I'm currently working with ECS using Terraform and am using EC2 as my launch type while also incorporating a capacity provider to manage scaling for the Auto Scaling Group. However, whenever I try to run the Terraform destroy command to remove my environment, it gets stuck and often forces me to terminate the process manually. The error message I encounter is a timeout after waiting for the state to change to 'INACTIVE', where it remains in a 'DRAINING' state for too long (the timeout is set to 20 minutes). I've tried several solutions but nothing has worked so far. Has anyone else experienced this issue, especially when using capacity providers with Terraform? P.S. Interestingly, if I run Terraform destroy again after it fails, it seems to work the second time around.
4 Answers
Just a thought, but make sure you don’t have shutdown or termination protection enabled on your EC2 instances. If those settings are active, they might block the destroy operation from completing.
The 'DRAINING' state could indicate that a load balancer is at play.
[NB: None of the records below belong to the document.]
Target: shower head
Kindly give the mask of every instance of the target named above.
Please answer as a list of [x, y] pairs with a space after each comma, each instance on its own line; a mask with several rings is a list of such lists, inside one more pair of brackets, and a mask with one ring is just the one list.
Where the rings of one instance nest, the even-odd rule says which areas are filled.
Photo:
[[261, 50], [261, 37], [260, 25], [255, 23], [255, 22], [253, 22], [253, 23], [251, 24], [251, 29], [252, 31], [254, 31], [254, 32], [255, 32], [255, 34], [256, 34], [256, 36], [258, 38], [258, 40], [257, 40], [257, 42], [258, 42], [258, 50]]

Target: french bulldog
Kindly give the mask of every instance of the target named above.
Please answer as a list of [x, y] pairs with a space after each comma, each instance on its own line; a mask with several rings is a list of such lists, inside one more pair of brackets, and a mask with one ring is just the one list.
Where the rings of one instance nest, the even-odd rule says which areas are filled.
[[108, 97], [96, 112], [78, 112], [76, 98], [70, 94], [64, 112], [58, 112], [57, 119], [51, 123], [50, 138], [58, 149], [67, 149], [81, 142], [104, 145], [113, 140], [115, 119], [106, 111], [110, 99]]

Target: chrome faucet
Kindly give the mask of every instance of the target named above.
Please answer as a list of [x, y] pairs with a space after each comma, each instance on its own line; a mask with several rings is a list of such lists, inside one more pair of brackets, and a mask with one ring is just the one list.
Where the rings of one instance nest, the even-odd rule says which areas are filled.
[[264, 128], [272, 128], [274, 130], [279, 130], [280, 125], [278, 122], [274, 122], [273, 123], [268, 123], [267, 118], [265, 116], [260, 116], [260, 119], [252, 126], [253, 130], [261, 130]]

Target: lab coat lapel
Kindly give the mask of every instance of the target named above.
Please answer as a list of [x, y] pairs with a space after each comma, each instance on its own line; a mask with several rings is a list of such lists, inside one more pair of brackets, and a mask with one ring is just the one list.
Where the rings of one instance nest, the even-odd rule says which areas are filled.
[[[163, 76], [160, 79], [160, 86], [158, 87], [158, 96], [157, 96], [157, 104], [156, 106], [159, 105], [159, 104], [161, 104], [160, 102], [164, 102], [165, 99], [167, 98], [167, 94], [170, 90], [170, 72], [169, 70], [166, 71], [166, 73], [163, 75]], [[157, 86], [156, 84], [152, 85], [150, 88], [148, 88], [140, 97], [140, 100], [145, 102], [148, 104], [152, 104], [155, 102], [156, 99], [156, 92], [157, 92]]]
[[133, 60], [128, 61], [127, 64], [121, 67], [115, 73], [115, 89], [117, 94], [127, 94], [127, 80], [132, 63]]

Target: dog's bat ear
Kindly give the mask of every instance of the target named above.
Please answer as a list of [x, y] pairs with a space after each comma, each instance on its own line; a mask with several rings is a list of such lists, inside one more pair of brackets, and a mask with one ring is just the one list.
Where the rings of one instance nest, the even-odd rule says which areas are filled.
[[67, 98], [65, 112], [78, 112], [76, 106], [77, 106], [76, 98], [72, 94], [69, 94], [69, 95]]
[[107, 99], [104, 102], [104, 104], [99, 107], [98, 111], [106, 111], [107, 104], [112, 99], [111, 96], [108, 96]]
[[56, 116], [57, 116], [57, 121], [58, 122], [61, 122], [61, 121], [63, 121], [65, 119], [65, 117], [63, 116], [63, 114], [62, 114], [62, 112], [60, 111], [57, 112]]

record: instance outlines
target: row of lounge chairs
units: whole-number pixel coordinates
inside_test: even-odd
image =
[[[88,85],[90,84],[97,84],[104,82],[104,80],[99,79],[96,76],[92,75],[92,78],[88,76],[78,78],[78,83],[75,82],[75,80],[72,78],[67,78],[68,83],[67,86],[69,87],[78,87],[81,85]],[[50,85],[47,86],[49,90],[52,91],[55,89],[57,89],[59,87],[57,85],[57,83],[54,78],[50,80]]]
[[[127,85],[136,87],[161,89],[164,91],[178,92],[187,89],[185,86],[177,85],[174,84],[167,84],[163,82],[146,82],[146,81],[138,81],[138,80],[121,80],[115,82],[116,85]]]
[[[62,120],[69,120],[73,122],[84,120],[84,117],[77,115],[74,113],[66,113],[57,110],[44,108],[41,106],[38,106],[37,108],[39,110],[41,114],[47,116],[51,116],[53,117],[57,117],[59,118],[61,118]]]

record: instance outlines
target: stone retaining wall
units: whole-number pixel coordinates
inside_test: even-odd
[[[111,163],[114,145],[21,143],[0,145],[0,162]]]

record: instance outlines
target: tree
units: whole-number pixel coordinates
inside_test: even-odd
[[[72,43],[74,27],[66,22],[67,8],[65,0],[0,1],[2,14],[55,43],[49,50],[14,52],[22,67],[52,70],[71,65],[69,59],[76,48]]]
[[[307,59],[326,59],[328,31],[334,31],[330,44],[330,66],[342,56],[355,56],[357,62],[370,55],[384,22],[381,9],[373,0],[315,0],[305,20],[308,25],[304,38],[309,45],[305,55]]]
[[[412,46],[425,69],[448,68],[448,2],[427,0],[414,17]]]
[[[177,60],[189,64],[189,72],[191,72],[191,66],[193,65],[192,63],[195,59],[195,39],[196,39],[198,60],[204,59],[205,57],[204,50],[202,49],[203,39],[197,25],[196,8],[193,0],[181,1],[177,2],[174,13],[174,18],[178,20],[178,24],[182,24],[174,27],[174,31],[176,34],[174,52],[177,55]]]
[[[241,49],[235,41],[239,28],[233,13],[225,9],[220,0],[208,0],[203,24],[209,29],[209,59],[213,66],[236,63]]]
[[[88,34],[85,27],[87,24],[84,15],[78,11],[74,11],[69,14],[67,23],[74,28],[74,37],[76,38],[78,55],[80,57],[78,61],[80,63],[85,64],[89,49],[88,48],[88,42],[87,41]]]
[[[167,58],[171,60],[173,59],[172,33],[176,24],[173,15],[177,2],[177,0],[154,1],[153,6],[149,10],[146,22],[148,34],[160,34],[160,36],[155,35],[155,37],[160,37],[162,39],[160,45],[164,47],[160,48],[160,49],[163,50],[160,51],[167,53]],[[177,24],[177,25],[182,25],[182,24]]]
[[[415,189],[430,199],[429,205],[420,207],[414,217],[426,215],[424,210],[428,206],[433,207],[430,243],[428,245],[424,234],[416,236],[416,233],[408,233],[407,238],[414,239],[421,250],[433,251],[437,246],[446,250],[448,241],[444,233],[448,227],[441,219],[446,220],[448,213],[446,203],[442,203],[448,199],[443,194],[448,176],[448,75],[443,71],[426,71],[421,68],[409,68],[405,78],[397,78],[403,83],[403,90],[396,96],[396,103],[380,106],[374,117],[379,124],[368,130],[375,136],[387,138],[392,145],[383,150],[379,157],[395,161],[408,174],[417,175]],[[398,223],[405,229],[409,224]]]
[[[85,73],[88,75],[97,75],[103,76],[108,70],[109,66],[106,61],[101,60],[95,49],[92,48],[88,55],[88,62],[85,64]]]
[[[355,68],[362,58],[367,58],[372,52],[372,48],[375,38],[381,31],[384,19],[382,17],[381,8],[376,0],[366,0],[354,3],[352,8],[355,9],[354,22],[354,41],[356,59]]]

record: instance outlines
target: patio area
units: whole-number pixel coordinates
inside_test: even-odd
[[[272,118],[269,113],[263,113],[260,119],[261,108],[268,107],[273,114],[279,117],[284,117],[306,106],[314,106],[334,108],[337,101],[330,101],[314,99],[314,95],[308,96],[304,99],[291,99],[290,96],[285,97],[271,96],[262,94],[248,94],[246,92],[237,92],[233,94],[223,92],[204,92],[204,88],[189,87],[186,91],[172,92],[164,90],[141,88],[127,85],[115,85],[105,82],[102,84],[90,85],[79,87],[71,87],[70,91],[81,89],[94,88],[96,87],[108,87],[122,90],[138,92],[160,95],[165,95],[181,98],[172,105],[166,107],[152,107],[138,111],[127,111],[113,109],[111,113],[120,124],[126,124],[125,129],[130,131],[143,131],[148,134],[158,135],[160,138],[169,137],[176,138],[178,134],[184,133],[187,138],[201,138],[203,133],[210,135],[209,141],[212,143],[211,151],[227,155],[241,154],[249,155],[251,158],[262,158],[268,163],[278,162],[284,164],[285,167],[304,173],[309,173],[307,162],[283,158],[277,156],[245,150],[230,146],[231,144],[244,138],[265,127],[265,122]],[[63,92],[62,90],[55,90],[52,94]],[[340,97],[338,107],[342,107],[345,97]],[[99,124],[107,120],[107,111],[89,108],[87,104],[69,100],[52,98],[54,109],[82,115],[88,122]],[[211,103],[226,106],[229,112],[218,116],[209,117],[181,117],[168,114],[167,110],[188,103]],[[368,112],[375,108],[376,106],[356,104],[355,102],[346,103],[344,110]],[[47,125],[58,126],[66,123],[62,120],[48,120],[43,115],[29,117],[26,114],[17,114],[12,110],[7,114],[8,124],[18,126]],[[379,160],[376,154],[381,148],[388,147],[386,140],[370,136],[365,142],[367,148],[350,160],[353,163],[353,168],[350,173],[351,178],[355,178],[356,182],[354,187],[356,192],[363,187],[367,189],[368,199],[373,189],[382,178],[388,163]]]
It might be waiting for your application servers to respond and acknowledge that they're being removed. If the health checks are misconfigured or connections are lingering, it can block the operation from completing.
It sounds like your security groups might be the culprit. They can't be deleted until they're no longer associated with any resources, like an Elastic Network Interface (ENI). Sometimes those ENIs take a bit to fully release, which can lead to the hang you're seeing during the destroy process.
You could also look at your CloudTrail logs to see if any API calls resulted in errors during the process. Alternatively, enabling logging in Terraform might provide you with more insights into what's going wrong.

I'm using the Gatus application for monitoring, so I'm not sure if it could be affecting the state changes.